It's a hard truth to admit to. I've been writing stories for a long time. In fact, as of this Sunday, I will have been writing stories for thirty-three years. Every day writing. Every day editing. But when my grandfather fell ill and died, I dried up. There were a few other factors, one of which I have been strictly forbidden from talking about, but that was the main one. Days went by without writing. Sometimes weeks. I hid in a bottle for a while. I had a nervous breakdown. Shit got horrible for my creative life.
I tried to get myself together, but I did something stupid. I tackled a very, very personal thing for me and tried to turn it into a novel. Everyone advised me against doing so. I should have listened. Sure, I got my 2,000 words a day on it, but I fucking loathed every minute of it. I finished the first draft, and I was disgusted with it. Maybe someday I will try birthing it again, but not anytime soon.
I continued writing after that, but it was not a regular thing. I didn't like any of my output. Speaking as someone who wrote every day for decades, it horrified me.
Do you know what turned me around? If you follow me on Twitter and Facebook, you know that I've been working on this horrendously offensive thing. It might even be the most offensive thing ever written in America. I offended myself writing it.
Those of you who know me really well know that I thrive on being offended. Not like other people, who become offended and feel that their voice matters enough that they spout it on social media. Being offended, for me, is a rarity. I've led a fucked up life. It takes a lot to offend me, so when someone pulls it off, I'm awed and impressed. The Girl Next Door by Jack Ketchum deeply offended me. It's one of my favorite books ever. The same for A Serbian Film. I'm talking art, not real life. It's easy to offend me in real life. The idea that we, as Americans, are the bad guys in the world right now offends me to a ridiculous level.

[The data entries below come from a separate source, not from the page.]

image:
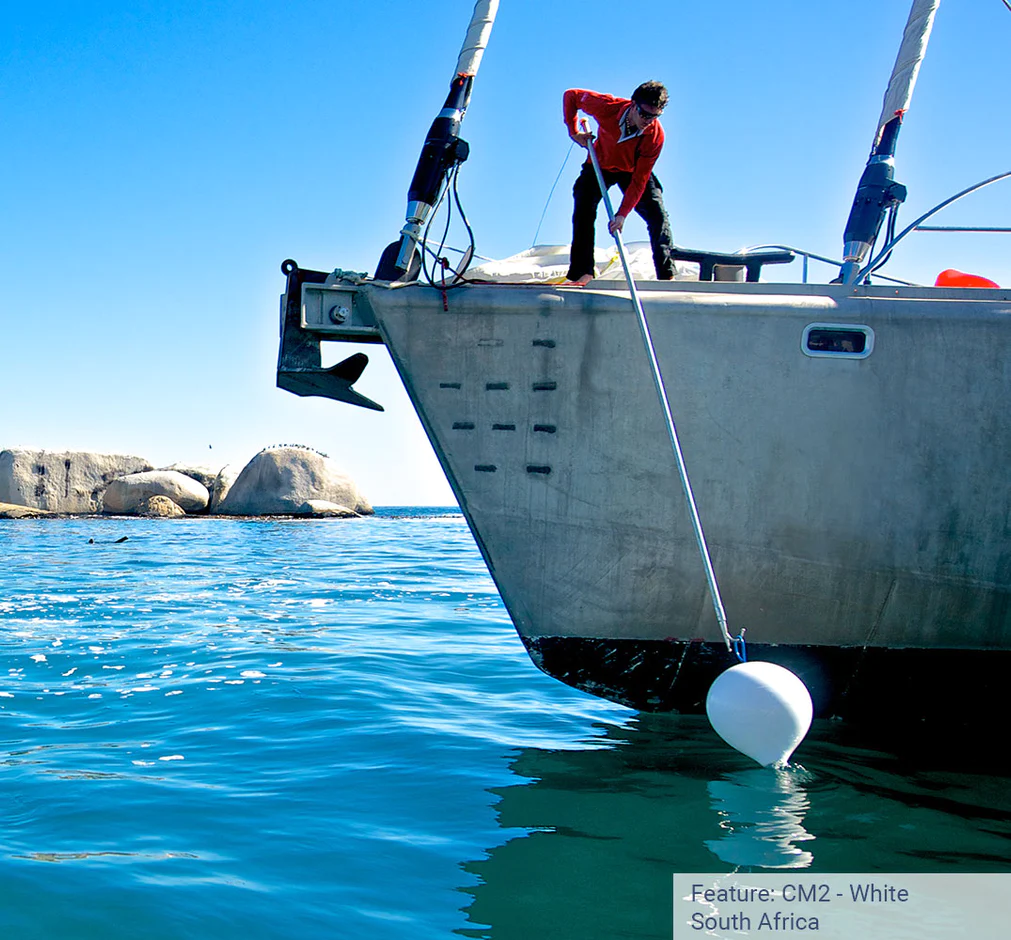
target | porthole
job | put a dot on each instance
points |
(837, 341)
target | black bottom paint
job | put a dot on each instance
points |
(898, 686)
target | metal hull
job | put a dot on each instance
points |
(851, 505)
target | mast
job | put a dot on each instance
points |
(878, 193)
(443, 149)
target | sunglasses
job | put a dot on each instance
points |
(647, 115)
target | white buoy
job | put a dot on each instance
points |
(761, 710)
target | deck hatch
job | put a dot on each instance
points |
(837, 341)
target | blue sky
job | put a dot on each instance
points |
(161, 160)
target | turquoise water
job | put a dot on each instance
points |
(259, 729)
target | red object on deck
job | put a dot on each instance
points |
(953, 278)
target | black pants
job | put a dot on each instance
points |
(586, 197)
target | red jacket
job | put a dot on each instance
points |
(634, 155)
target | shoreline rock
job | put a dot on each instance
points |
(289, 480)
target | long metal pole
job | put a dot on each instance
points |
(661, 391)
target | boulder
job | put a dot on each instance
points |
(202, 473)
(279, 481)
(161, 506)
(325, 509)
(61, 481)
(128, 494)
(9, 510)
(222, 483)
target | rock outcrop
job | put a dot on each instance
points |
(222, 483)
(161, 506)
(128, 494)
(280, 481)
(324, 509)
(9, 510)
(202, 473)
(61, 481)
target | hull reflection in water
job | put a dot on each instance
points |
(591, 838)
(762, 819)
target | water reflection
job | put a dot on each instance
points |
(762, 818)
(591, 837)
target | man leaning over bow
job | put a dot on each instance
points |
(629, 141)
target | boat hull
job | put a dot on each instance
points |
(853, 505)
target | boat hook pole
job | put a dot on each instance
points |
(714, 588)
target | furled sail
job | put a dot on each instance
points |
(878, 193)
(443, 149)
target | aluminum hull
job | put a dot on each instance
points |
(853, 506)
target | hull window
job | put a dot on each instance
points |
(837, 341)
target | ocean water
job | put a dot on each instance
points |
(294, 729)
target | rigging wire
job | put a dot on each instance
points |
(568, 154)
(437, 278)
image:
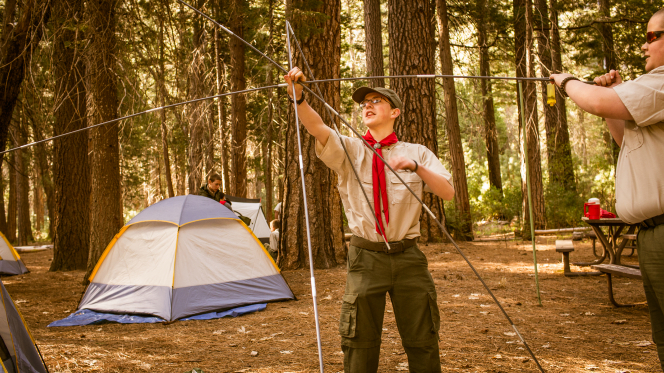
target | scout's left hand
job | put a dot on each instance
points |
(401, 163)
(558, 78)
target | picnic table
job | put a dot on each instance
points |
(610, 242)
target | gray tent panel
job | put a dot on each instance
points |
(8, 267)
(148, 300)
(27, 357)
(213, 297)
(184, 209)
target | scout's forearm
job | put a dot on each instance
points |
(438, 183)
(313, 123)
(601, 101)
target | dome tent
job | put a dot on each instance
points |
(18, 351)
(252, 209)
(183, 256)
(10, 261)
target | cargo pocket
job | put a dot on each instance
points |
(348, 316)
(435, 314)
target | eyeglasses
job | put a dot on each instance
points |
(373, 101)
(653, 35)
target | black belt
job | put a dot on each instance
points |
(395, 247)
(653, 222)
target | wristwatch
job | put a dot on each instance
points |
(564, 82)
(299, 102)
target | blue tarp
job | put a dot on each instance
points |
(88, 317)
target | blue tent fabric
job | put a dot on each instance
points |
(89, 317)
(183, 209)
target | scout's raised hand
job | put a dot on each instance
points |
(294, 76)
(610, 79)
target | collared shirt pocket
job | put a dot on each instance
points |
(397, 191)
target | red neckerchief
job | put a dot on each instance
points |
(378, 176)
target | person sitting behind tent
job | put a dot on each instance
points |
(212, 189)
(274, 238)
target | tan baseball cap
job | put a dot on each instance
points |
(360, 93)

But we're talking art right now. I offended myself with this thing, which surprised me and made me happy. I loved working on this thing every day. The first draft is done, and it got me back into writing. Now I've written several stories that I'm in love with. I'm working on a novel that pleases me greatly and a short story that thrills me. Without this super-offensive thing, I would not be where I am today.
I'm not publishing that one under my own name, by the way. That's how offended I am. Some day you all might read it and be just as offended. Please know one thing, though: that piece of fiction saved my ability to write. It brought me back from the brink. The world will hate it (and my pen name will get a shit-ton of death threats), but this horrendous thing saved me.